When sunlight hits the non-reflective coating of the solar panels, the atoms are given enough energy to go through the outermost shell of the atom and flow through the semiconductor panel. This results in a current of electricity flowing through the photovoltaic panels, with the amount of electricity produced being dependent on the amount of sunlight hitting the photovoltaic panels.
Photovoltaic panels and arrays
Photovoltaic solar cells are assembled into modules, and modules are assembled into arrays. The module is the smallest replaceable unit in a solar array, and each module provides support for the others. The most commonly used construction for photovoltaic solar panels is a "glass-plate sandwich" which contains roughly 36 photovoltaic cells. For home use, an array of 10-20 photovoltaic solar panels throughout the home will be sufficient, but businesses need to roughly double that amount. Efficiency varies based on the manufacturing process, but generally an individual cell produced now generates electricity at 10-20% efficiency. The efficiency of the photovoltaic panels varies depending on details in the manufacturing process, as well as on the weather.

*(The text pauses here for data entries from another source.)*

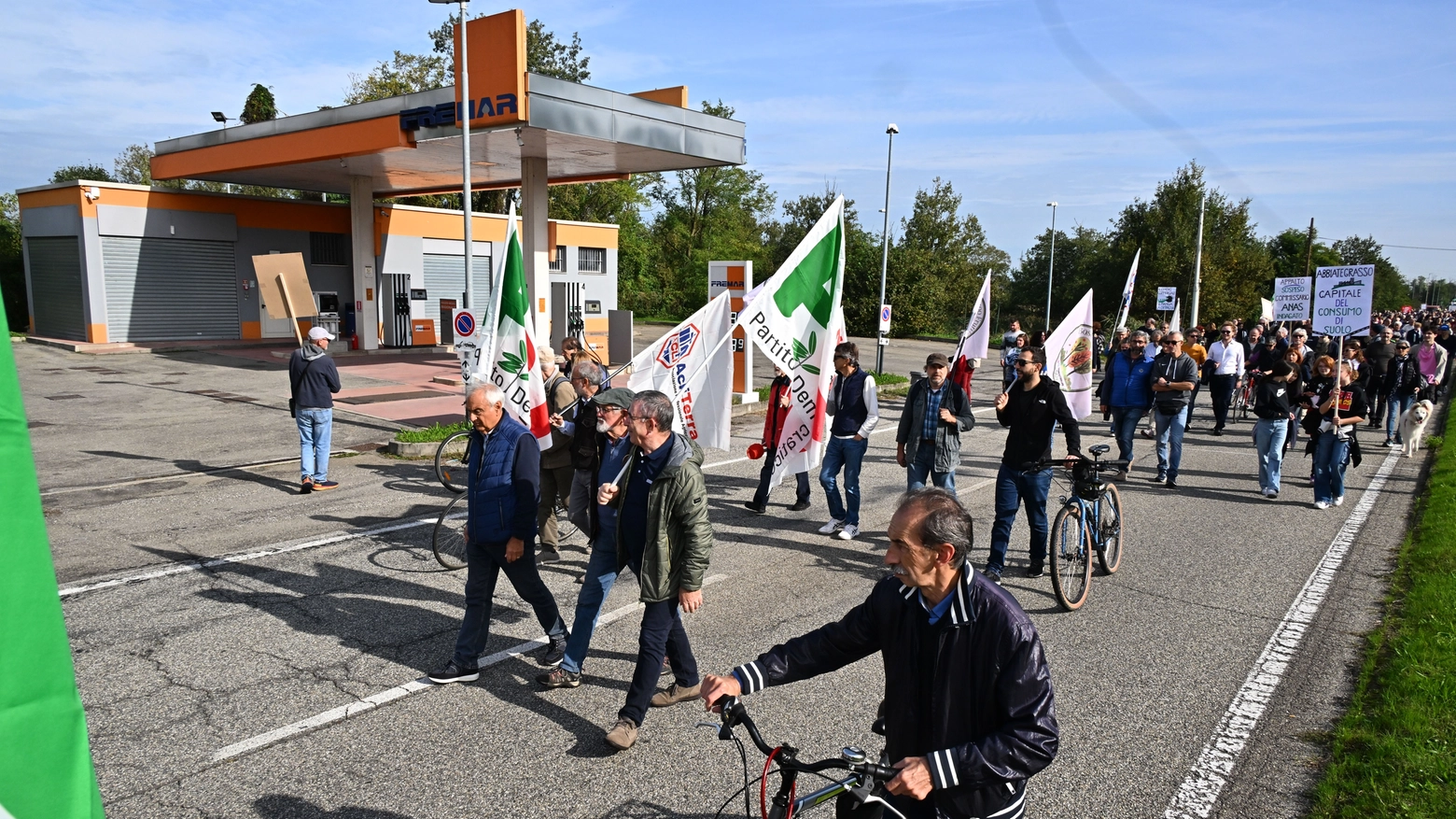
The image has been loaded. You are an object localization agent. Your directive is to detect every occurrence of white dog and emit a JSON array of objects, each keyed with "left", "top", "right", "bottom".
[{"left": 1401, "top": 401, "right": 1435, "bottom": 458}]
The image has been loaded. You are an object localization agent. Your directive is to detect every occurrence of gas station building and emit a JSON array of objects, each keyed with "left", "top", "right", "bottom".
[{"left": 18, "top": 10, "right": 744, "bottom": 350}]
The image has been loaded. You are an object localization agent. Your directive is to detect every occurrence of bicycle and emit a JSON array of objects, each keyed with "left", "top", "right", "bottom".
[
  {"left": 697, "top": 697, "right": 904, "bottom": 819},
  {"left": 435, "top": 430, "right": 470, "bottom": 494},
  {"left": 1032, "top": 443, "right": 1127, "bottom": 612}
]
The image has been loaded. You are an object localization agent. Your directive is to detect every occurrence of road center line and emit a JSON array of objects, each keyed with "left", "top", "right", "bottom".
[
  {"left": 1163, "top": 450, "right": 1401, "bottom": 819},
  {"left": 208, "top": 574, "right": 728, "bottom": 764}
]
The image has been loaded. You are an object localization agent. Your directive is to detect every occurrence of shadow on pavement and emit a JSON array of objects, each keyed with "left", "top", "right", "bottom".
[{"left": 253, "top": 793, "right": 412, "bottom": 819}]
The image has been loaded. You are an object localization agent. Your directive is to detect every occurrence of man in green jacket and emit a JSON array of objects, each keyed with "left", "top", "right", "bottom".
[{"left": 597, "top": 389, "right": 713, "bottom": 751}]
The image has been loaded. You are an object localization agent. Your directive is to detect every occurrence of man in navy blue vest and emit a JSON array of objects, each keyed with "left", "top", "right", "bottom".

Installation of photovoltaic panels
Photovoltaic solar panels can be mounted on roofs or on the ground. Photovoltaic panels come in many different shapes and sizes, which aid in their versatility. Photovoltaic panels typically face south in order to get the most sunlight. Photovoltaic panels are easy to install-- they only need direct sunlight, but that does mean that any obstructions surrounding the photovoltaic panels will have to be cleared.
The only drawbacks to photovoltaic solar panels is that they're dependent on sunshine to function and they require a fair amount of space. Other than that, photovoltaic solar panels are a great way to reduce the family electric bill and go green.